What is Left Posterior Fascicular Block (LPFB) on EKG?
Left Posterior Fascicular Block is a rare intraventricular conduction disturbance characterized by a rightward QRS axis shift (between 90° and 180°), an rS pattern in leads I and aVL, and a qR pattern in leads III and aVF, with QRS duration remaining less than 120 ms. 1
Diagnostic Criteria
The American Heart Association/American College of Cardiology/Heart Rhythm Society established four mandatory criteria for LPFB diagnosis 1:
- Frontal plane QRS axis between 90° and 180° in adults 1
- rS pattern in leads I and aVL 1
- qR pattern in leads III and aVF 1
- QRS duration less than 120 ms (distinguishing it from complete bundle branch block) 1
Important Pediatric Consideration
In children up to 16 years of age, the rightward axis criterion should only be applied when a distinct rightward change in axis is documented, since children normally have more rightward axes than adults 1. This prevents overdiagnosis in the pediatric population where physiologic right axis deviation is common.
Clinical Significance and Associations
LPFB is an extremely rare finding in both the general population and specific patient groups 2, with prevalence estimated at only 0.24% in unselected ECG series 3. The European Society of Cardiology emphasizes that LPFB is usually associated with right bundle branch block (bifascicular block) 4.
Strong Association with Coronary Disease
When isolated LPFB is identified, it serves as a reliable marker for inferior myocardial infarction and severe three-vessel coronary artery disease 3:
- In patients with old inferior MI, 5.5% showed LPFB pattern, with eight of nine having three-vessel disease 3
- LPFB generally masks the ECG findings of inferior MI, leading to underdiagnosis 3
- The presence of LPFB reliably indicates the need for invasive coronary investigation 3
When LPFB occurs with RBBB and acute inferior MI, PR interval prolongation is very frequent, suggesting more extensive conduction system involvement 2.
Critical Diagnostic Pitfalls
A definite diagnosis of LPFB cannot be made in the presence of right ventricular hypertrophy (from COPD/emphysema), extensive lateral myocardial infarction, or an extremely vertical heart 2. These conditions can mimic the rightward axis deviation seen in LPFB, making clinical correlation essential.
The diagnosis requires careful consideration because:
- Right ventricular hypertrophy produces similar rightward axis deviation 2
- Anatomically vertical hearts in thin individuals may have rightward axes without conduction disease 2
- Extensive lateral MI can alter axis orientation 2
Vectorcardiographic Insights
Vectorcardiography provides additional diagnostic precision 2:
- In isolated LPFB, 20% of the QRS loop is located in the right inferior quadrant 2
- When LPFB is associated with RBBB, ≥40% of the QRS loop is in the right inferior quadrant 2
Completeness of Block
Intermittent LPFBs are never complete blocks (representing transient or second-degree LPFB), and even in permanent LPFB, complete block cannot be definitively confirmed 2. Rate-independent transient LPFB has been documented, occurring randomly without relationship to heart rate 5.

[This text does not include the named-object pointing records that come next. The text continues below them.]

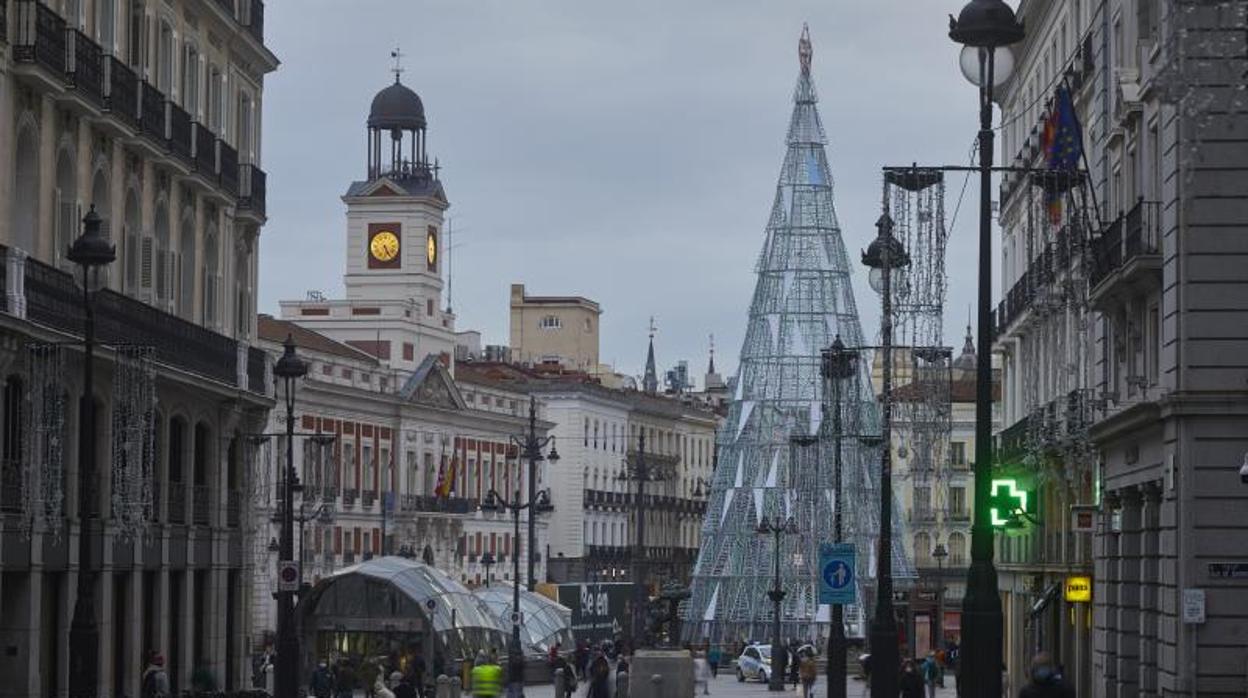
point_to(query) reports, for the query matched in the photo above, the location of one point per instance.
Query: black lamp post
(779, 528)
(288, 368)
(839, 363)
(884, 256)
(488, 561)
(539, 503)
(940, 553)
(985, 28)
(531, 446)
(90, 251)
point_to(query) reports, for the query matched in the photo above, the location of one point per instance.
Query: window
(191, 81)
(165, 60)
(105, 24)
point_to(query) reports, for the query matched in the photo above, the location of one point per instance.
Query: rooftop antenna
(397, 54)
(804, 50)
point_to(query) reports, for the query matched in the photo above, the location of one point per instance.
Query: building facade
(390, 463)
(593, 527)
(150, 113)
(554, 330)
(1122, 393)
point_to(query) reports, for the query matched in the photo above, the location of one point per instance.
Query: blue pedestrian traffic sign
(836, 573)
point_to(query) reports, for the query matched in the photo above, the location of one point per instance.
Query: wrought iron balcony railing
(121, 93)
(251, 189)
(40, 36)
(85, 66)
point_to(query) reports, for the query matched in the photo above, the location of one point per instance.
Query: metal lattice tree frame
(803, 300)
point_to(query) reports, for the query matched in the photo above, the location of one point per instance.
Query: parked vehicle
(754, 663)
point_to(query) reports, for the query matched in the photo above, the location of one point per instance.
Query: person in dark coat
(1045, 681)
(911, 684)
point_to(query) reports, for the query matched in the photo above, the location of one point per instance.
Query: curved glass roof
(383, 591)
(546, 622)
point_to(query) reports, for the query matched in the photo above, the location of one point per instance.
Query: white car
(754, 663)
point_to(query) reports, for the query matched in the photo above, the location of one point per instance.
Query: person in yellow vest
(487, 677)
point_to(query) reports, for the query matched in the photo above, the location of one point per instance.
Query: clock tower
(393, 279)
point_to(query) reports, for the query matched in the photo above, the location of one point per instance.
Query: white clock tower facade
(393, 309)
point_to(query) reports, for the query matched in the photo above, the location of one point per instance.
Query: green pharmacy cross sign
(1007, 503)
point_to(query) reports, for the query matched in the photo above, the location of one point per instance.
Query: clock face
(383, 246)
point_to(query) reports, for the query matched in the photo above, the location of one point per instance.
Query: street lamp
(487, 561)
(940, 553)
(839, 363)
(984, 28)
(885, 255)
(531, 446)
(288, 368)
(539, 503)
(90, 251)
(779, 528)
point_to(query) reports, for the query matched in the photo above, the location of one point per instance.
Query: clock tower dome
(393, 279)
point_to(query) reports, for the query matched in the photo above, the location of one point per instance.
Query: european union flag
(1063, 147)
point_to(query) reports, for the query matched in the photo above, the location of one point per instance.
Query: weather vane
(398, 58)
(804, 50)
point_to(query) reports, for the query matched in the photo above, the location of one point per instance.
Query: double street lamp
(885, 256)
(288, 368)
(92, 252)
(839, 363)
(985, 28)
(539, 503)
(779, 528)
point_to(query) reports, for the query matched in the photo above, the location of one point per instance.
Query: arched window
(65, 206)
(25, 200)
(956, 548)
(922, 550)
(186, 264)
(211, 267)
(162, 261)
(132, 235)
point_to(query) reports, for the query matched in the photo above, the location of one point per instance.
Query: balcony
(251, 189)
(151, 114)
(179, 131)
(121, 96)
(204, 150)
(53, 299)
(85, 66)
(227, 167)
(40, 38)
(1127, 257)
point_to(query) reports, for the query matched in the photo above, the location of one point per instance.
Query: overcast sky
(622, 151)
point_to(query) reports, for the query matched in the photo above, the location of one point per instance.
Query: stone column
(1128, 593)
(1105, 597)
(1150, 578)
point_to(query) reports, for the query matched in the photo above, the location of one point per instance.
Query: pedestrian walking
(322, 681)
(1045, 681)
(155, 683)
(702, 674)
(930, 671)
(808, 671)
(911, 684)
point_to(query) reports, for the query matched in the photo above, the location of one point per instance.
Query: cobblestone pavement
(728, 687)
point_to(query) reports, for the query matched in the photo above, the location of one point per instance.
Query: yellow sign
(1078, 589)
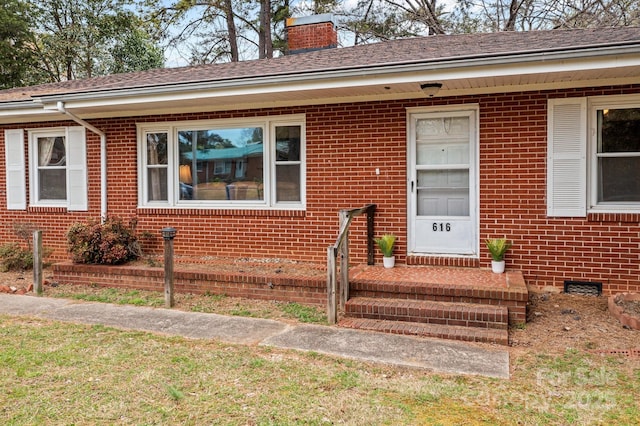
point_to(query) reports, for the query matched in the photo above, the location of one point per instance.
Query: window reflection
(221, 164)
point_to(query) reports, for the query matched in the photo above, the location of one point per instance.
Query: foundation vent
(584, 288)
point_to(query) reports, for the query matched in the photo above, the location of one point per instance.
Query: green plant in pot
(497, 248)
(386, 244)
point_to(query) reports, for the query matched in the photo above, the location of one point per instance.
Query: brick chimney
(309, 33)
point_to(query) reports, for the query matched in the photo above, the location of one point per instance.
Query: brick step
(429, 312)
(451, 332)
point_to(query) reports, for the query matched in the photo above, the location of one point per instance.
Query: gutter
(103, 156)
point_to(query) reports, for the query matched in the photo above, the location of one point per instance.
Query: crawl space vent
(584, 288)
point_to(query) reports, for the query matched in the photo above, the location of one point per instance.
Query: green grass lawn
(53, 373)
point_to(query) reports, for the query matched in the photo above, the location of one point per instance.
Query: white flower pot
(389, 262)
(497, 266)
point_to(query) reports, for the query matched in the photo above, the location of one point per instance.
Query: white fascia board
(26, 112)
(362, 78)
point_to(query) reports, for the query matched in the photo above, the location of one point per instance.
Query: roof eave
(442, 64)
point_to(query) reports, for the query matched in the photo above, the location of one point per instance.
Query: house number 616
(441, 227)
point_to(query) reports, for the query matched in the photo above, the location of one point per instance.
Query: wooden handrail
(342, 245)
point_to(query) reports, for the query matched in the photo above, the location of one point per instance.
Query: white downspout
(103, 157)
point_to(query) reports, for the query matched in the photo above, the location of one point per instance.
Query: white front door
(443, 189)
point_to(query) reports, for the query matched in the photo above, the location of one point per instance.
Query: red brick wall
(312, 36)
(345, 144)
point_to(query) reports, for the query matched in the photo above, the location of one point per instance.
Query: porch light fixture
(430, 89)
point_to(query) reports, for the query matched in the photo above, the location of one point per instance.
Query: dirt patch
(557, 322)
(244, 265)
(630, 307)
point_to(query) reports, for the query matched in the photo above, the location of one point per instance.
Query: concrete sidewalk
(432, 354)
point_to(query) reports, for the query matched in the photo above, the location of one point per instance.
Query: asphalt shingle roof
(396, 52)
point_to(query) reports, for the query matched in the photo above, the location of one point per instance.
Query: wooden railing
(342, 246)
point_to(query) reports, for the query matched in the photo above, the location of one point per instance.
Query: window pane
(619, 179)
(157, 178)
(51, 151)
(221, 164)
(156, 148)
(288, 183)
(619, 130)
(52, 184)
(288, 143)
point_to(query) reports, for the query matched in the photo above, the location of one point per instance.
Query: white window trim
(594, 104)
(76, 167)
(267, 123)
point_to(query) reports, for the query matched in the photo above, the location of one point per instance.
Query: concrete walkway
(431, 354)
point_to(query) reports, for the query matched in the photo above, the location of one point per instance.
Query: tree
(15, 39)
(85, 38)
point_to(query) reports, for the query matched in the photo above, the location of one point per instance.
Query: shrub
(110, 243)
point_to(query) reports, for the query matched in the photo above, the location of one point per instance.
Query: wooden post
(168, 234)
(344, 260)
(332, 311)
(37, 262)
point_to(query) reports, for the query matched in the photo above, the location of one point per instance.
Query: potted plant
(497, 247)
(386, 244)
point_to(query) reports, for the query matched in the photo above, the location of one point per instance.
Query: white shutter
(567, 158)
(76, 169)
(15, 169)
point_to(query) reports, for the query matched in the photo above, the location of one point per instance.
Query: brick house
(456, 138)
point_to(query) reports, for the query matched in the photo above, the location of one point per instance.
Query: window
(617, 155)
(256, 163)
(58, 175)
(51, 175)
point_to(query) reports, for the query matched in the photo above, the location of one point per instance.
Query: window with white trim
(593, 155)
(57, 168)
(242, 163)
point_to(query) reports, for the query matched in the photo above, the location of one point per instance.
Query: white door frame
(474, 188)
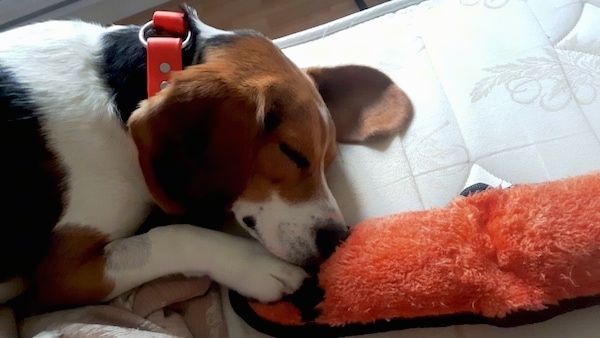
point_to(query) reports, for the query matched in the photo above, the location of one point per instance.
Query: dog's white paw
(264, 277)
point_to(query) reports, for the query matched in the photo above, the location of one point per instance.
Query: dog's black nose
(329, 237)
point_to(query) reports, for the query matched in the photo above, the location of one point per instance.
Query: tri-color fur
(240, 130)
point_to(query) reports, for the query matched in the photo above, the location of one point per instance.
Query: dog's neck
(123, 66)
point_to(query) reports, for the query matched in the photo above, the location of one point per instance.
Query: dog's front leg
(238, 263)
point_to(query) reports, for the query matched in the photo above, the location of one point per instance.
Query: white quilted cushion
(510, 85)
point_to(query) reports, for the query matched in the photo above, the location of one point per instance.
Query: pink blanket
(169, 307)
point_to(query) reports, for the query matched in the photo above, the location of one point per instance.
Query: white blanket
(510, 85)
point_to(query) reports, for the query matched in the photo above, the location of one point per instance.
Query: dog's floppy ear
(363, 102)
(195, 140)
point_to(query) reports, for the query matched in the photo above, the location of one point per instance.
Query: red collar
(164, 53)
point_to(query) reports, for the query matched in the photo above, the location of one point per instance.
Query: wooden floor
(274, 18)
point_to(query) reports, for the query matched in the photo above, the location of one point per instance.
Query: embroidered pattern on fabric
(553, 81)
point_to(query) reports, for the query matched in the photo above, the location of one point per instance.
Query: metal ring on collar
(147, 25)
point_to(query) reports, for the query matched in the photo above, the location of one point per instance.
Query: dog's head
(248, 131)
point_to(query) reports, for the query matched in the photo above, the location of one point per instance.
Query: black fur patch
(32, 181)
(123, 67)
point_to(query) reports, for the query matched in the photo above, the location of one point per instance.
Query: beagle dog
(241, 130)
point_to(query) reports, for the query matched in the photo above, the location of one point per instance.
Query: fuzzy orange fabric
(492, 253)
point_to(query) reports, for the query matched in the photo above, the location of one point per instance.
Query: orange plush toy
(490, 257)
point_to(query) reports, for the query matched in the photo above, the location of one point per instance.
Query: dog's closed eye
(294, 155)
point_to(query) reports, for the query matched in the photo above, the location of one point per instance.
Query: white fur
(239, 263)
(105, 187)
(288, 229)
(57, 60)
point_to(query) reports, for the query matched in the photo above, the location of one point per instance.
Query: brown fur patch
(363, 102)
(73, 271)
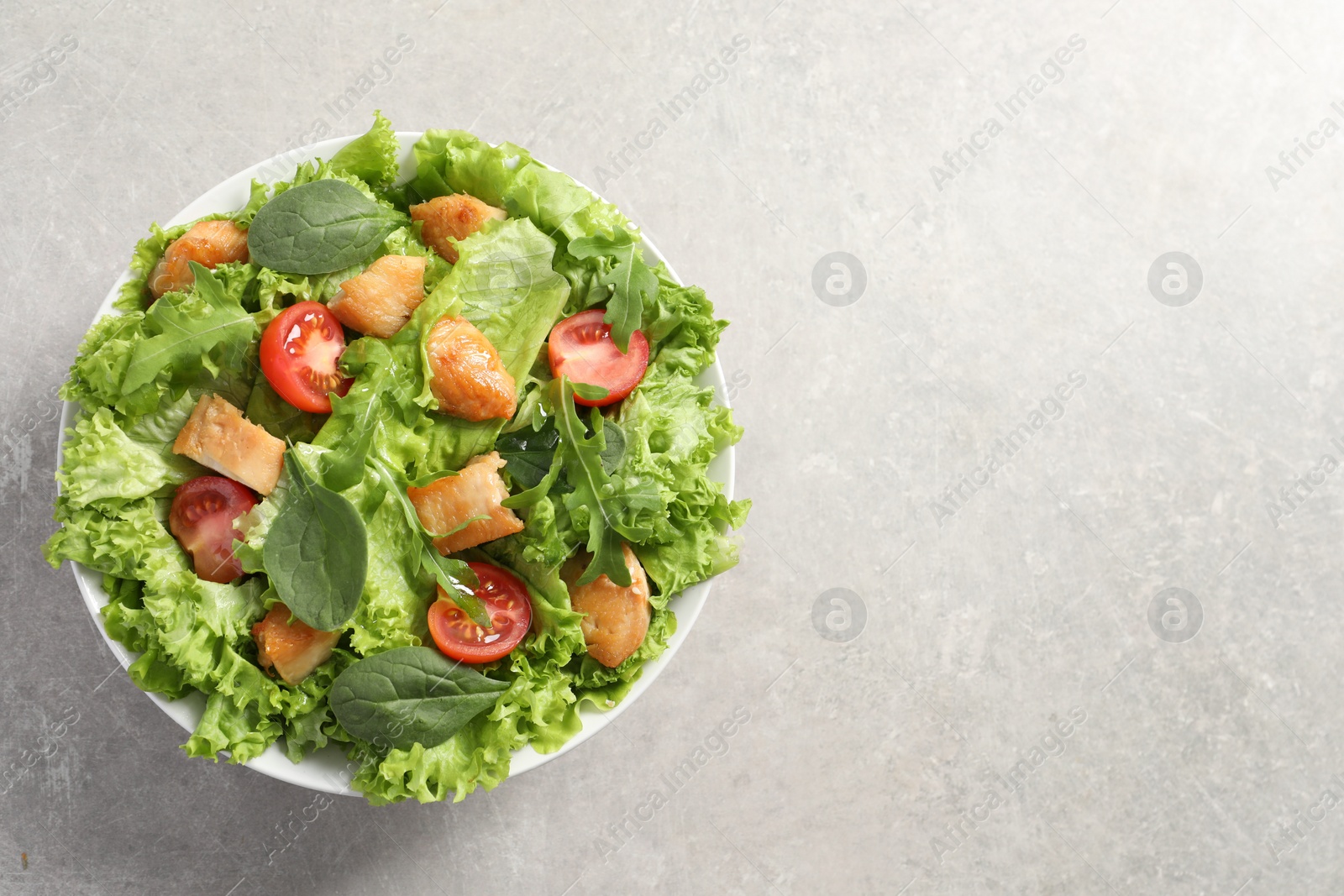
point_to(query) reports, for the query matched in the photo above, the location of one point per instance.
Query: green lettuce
(138, 376)
(102, 463)
(371, 157)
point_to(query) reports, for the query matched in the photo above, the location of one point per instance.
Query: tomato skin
(300, 352)
(581, 348)
(506, 602)
(202, 520)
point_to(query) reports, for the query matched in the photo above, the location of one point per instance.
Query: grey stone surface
(987, 631)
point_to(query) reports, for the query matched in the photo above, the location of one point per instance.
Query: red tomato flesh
(507, 605)
(202, 520)
(581, 348)
(299, 355)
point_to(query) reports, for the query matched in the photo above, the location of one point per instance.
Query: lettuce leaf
(102, 463)
(454, 161)
(672, 430)
(371, 157)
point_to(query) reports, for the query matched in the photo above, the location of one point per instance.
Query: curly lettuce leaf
(101, 461)
(454, 161)
(672, 430)
(371, 157)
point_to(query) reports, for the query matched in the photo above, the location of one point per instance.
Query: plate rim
(327, 770)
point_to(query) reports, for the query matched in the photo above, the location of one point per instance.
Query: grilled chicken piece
(380, 301)
(468, 376)
(293, 649)
(615, 618)
(476, 490)
(218, 437)
(207, 244)
(452, 217)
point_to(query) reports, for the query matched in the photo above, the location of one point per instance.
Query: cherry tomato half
(507, 605)
(581, 348)
(299, 355)
(202, 520)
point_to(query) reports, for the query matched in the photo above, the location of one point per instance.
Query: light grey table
(1001, 698)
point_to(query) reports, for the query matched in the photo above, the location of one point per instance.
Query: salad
(410, 469)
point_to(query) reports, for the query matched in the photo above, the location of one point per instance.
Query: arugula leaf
(631, 281)
(320, 228)
(410, 696)
(188, 325)
(454, 575)
(595, 490)
(373, 156)
(591, 392)
(316, 553)
(531, 496)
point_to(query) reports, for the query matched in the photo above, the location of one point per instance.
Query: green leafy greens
(316, 553)
(320, 228)
(633, 473)
(410, 696)
(631, 281)
(188, 325)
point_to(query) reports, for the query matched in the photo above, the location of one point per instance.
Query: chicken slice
(615, 618)
(218, 437)
(207, 244)
(448, 219)
(476, 490)
(293, 649)
(380, 301)
(468, 376)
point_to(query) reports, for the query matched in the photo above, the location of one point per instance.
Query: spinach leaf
(410, 696)
(535, 493)
(534, 463)
(631, 281)
(528, 454)
(188, 325)
(615, 449)
(591, 392)
(316, 553)
(320, 228)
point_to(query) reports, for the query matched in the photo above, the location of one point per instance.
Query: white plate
(327, 768)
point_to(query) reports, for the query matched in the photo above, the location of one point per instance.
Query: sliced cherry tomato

Clinical Management Implications
The European Society of Cardiology states that bifascicular blocks (including RBBB with LPFB) reflect more extensive involvement of the specialized conduction system and carry increased risk of clinically significant AV block 4. When first-degree AV block accompanies bifascicular block, this suggests trifascicular involvement with higher mortality risk 4.